Das Unternehmen ist ein Spezialist für Nahrungsmittelgrundstoffe. Wann immer kleine bis mittelständische Unternehmen der Lebensmittelbranche hochwertige Speiseöle – flüssig oder in Pulverform – benötigen, wenn sie auf der Suche nach ausgefallenen Cerealien-Kreationen oder wertvollen Babynahrungsentwicklungen sind, dann wissen sie, dass die Kompetenz dazu bei Bressmer zu finden ist.

Unternehmer Christian Bressmer steht im Lager am Gutenbergring 37 und vergräbt seine Hände tief in Granulat aus Erbsenmehl. In den Regalen stehen unzählige Behälter mit Crispies, Granulaten und Pops aus allen denkbaren Getreiden. „Das sind Musterteile von Produkten für Kunden. Wir helfen Unternehmen bei der Entwicklung von Innovationen. Wenn viel Entwicklungsaufwand gefragt ist, dann sind wir dabei.
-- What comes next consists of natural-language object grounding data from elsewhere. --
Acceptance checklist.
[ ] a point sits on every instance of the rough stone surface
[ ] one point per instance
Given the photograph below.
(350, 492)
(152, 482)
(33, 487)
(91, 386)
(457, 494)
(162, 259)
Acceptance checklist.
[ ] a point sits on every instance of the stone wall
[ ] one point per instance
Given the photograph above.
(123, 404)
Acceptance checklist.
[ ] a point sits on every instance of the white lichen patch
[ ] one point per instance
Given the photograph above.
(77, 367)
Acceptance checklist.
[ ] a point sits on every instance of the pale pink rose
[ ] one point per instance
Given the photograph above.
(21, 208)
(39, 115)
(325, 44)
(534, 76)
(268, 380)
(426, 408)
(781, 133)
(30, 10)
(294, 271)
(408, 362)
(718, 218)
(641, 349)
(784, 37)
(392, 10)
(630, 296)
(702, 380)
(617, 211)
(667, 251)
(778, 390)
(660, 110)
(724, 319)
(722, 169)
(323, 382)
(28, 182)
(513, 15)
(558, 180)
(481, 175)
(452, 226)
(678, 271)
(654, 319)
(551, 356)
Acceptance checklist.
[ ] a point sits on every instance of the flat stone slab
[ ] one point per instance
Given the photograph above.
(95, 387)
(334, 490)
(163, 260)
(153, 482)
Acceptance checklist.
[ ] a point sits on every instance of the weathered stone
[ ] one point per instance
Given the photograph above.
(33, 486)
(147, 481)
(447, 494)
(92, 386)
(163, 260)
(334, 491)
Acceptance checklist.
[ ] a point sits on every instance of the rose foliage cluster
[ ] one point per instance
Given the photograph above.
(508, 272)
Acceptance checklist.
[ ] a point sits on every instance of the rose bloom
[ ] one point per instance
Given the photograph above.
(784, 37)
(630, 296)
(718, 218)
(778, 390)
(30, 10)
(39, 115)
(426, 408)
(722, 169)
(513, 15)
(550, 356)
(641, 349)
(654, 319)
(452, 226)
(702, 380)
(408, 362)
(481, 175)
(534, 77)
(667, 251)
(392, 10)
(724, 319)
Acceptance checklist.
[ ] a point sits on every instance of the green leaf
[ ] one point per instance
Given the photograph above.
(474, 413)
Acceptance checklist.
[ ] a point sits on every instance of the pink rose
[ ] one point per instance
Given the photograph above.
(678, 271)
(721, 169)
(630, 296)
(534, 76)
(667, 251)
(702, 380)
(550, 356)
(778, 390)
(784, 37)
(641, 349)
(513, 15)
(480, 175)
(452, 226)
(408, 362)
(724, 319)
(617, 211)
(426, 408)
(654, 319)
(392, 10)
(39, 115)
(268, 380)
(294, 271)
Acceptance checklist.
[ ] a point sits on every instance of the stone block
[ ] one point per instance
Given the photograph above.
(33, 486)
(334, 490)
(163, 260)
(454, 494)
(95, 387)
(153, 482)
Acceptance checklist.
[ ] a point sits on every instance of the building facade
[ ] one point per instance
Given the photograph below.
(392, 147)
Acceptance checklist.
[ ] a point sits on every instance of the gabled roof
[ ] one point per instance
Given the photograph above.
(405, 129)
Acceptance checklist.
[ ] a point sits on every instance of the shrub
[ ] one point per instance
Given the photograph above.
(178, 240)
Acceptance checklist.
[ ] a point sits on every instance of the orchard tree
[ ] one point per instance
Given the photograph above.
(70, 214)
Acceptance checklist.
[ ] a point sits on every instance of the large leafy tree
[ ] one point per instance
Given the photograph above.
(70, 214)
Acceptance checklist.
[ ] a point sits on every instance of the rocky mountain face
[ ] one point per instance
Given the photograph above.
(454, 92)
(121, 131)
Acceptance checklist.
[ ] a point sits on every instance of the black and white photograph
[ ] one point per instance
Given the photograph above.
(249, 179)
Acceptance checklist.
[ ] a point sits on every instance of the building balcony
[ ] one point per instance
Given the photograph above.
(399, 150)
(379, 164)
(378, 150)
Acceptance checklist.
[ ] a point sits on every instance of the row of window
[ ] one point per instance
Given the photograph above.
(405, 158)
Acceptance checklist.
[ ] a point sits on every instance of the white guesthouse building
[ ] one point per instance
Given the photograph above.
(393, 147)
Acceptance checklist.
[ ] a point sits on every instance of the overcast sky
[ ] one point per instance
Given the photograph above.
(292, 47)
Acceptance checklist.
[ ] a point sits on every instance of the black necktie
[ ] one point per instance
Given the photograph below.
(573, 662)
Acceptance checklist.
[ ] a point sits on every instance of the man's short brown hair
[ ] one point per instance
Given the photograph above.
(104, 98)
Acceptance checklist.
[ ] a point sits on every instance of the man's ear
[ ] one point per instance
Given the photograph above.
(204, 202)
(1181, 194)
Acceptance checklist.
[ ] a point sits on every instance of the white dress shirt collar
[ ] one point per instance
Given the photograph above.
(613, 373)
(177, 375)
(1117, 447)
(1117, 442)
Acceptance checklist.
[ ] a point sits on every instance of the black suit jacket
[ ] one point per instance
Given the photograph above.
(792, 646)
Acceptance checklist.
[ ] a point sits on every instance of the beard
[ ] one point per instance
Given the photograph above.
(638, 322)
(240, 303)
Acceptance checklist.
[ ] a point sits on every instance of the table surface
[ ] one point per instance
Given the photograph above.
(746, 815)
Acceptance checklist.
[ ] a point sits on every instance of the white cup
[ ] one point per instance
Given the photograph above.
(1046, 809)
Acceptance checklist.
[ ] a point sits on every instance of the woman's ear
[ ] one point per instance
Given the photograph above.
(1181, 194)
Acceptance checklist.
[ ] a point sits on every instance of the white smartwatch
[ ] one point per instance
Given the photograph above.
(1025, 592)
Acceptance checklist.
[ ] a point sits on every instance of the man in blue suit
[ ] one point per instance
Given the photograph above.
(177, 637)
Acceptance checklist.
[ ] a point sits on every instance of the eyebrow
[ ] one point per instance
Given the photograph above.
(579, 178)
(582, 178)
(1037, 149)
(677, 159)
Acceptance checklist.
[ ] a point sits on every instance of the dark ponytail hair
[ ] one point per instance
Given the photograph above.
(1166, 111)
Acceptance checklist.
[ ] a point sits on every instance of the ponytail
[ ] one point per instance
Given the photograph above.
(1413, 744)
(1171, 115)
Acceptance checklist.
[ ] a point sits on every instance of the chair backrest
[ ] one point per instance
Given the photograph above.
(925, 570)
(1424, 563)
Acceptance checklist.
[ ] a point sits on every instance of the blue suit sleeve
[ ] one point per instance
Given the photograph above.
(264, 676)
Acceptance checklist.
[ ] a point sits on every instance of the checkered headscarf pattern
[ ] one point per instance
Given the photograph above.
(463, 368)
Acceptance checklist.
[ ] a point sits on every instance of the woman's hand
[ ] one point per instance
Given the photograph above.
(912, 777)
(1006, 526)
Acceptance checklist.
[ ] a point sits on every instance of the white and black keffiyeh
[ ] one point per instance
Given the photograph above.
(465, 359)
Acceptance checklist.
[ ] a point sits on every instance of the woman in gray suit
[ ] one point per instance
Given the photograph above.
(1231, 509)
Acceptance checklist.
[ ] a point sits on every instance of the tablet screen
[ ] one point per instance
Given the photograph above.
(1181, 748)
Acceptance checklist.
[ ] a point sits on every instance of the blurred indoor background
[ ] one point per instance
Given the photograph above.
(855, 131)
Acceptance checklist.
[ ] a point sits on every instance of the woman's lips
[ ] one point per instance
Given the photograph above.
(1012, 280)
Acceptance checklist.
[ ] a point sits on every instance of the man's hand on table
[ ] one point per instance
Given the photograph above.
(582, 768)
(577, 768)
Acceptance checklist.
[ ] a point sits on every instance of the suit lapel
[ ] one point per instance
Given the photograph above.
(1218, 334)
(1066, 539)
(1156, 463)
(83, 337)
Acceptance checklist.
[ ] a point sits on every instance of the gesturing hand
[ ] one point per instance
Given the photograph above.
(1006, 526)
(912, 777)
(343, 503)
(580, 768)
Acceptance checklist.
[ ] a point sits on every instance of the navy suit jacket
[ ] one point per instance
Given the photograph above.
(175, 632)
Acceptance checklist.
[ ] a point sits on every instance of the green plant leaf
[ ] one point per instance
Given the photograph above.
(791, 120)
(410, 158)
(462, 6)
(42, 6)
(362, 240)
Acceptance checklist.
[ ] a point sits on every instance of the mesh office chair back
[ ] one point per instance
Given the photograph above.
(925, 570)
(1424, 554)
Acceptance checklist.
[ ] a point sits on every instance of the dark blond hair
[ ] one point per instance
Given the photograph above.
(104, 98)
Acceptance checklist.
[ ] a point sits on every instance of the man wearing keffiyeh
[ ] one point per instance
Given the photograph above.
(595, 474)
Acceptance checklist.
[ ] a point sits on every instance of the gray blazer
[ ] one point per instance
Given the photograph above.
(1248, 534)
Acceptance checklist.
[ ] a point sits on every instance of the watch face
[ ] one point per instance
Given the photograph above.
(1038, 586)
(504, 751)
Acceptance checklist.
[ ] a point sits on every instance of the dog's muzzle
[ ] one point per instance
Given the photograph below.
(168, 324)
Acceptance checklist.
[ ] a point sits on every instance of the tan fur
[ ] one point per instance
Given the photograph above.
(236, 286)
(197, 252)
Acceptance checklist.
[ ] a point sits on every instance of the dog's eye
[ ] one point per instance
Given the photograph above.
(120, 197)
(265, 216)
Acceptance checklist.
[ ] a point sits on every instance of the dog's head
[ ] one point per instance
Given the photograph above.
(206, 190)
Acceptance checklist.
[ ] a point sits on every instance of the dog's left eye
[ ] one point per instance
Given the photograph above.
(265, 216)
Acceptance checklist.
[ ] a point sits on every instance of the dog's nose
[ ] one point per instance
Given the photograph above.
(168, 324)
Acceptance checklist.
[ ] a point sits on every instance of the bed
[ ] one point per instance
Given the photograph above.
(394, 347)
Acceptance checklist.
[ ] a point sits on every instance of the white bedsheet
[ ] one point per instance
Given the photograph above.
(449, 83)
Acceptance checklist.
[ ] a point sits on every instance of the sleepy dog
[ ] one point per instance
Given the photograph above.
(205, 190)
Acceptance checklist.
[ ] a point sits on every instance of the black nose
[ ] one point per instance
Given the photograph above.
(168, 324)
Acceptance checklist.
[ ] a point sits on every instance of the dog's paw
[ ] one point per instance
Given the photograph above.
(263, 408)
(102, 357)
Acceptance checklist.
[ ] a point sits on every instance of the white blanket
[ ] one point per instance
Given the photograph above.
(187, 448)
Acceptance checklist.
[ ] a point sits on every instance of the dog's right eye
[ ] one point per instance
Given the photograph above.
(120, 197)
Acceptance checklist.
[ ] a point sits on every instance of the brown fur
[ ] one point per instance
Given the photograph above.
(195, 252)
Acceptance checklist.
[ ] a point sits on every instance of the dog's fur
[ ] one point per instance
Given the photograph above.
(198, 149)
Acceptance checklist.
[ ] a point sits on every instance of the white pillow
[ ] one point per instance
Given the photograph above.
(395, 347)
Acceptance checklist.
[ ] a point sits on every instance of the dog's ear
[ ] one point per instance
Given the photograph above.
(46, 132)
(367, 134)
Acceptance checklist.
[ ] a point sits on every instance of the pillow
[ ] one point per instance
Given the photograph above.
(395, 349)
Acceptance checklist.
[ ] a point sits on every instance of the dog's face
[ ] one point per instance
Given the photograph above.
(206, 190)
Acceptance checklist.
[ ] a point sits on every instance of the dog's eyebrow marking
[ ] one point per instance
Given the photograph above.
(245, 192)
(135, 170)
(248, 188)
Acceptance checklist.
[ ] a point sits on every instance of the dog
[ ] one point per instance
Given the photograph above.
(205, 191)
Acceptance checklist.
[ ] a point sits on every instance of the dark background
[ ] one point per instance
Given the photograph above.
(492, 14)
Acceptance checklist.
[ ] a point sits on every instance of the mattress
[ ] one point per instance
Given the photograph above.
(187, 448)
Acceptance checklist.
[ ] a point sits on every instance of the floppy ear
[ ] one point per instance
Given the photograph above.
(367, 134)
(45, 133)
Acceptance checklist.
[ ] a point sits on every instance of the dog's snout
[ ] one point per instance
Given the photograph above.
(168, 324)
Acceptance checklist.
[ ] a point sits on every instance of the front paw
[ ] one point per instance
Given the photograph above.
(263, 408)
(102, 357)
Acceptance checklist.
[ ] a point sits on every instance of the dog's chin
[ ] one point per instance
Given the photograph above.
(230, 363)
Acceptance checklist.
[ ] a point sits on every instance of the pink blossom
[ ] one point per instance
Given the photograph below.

Hanseatisch reell, flexibel und schnell.“ Egal ob Protein-Crispies, Maisbärchen für Babys oder hochwertiges Omega-3-Saatenöl.

Christian Bressmer führt das Unternehmen in der dritten Generation. Vor ihm wirkten sein Vater Claus und sein Großvater Friedrich H. Bressmer und schufen ein Stück Hamburger Wirtschaftsgeschichte. Wobei diese streng genommen in Antwerpen ihren Anfang hatte.

Dort betrieb der Urgroßvater Wilhelm Hewel eine Ölmühle. Der Professor für Lebensmittel-Chemie musste nach dem Ersten Weltkrieg die Verstaatlichung seines Unternehmens hinnehmen, zog nach Hamburg und baute dort die Leinölmühle der Harburger Fett-Chemie Brinckman & Mergell (Hobum) zur Speiseölmühle um. Den Vertrieb der Hobum erledigte sein Schwiegersohn Friedrich H. Bressmer, der 1919 die Handelsgesellschaft Bressmer & Francke gegründet hatte. Das Unternehmen zählte zu den ersten Mietern des 1924 eröffneten Chilehauses. Im noch heute aushängenden historischen Firmenregister des architektonischen Juwels findet sich das Unternehmen im Portal C im fünften Obergeschoss.

Bressmer versorgte die Margarineproduzenten und Fischverarbeiter der Hansestadt mit Öl. „Es gab damals 15 Margarinefabriken in der Hansestadt“, sagt Christian Bressmer. Sein Großvater kaufte Verpackungsfirmen dazu und lieferte den Kunden gleich die nötigen Schachteln. Außerdem war er Alleinverkäufer des größten Enteneier-Produzenten Bölts-Edewecht in Oldenburg. Bressmer: „Mein Vater Claus fuhr Enteneier im Tempo-Lieferwagen aus.“ Außerdem importierte der Großvater Hühnereier aus China für die Nudelhersteller. Nach dem Zweiten Weltkrieg konzentrierte sich das Unternehmen auf den Profit versprechenden Verpackungssektor. „Wir haben Milliarden von Verpackungsdosen für Margarine verkauft. Wir waren da lange der größte Partner von Unilever“, sagt Bressmer. Erst Ende der 70er-Jahre besann sich Claus Bressmer wieder auf den Großhandel mit Speiseöl.

Mit der Jahrtausendwende und der Globalisierung kam der Neustart des Unternehmens, hin zu den Wurzeln. Christian Bressmer machte die Firma zu dem, was sie heute ist: ein Spezialist für Nischen im Lebensmittelgeschäft.

Der Umzug nach Norderstedt war existenzsichernd. „In Hamburg hätten die uns durch Umweltauflagen für unser Abwasser beinahe ruiniert. In Norderstedt hörte man uns im Rathaus zu und wir fanden eine für alle Seiten gute Lösung am Gutenbergring.“ Heute regelt Bressmer von hier aus den europaweiten Vertrieb der Öle und Cerealien, sowohl an die Lebensmittel- aber auch die pharmazeutische- und Kosmetik-Industrie. Für die Zukunft sieht Bressmer viele Optionen. „Wir wollen verstärkt wissenschaftlich arbeiten. Der Bereich der Nanotechnologie wird immer wichtiger.“ Außerdem eröffne der vegane Markt neue Chancen. Bressmer: „Für die Pharma-Branche entwickeln wir vegane Weichkapseln.“ Den 100. Geburtstag des Unternehmens wollen Bressmer und seine Belegschaft im Hafen-Club Hamburg feiern – klein, aber fein, so wie das Unternehmen.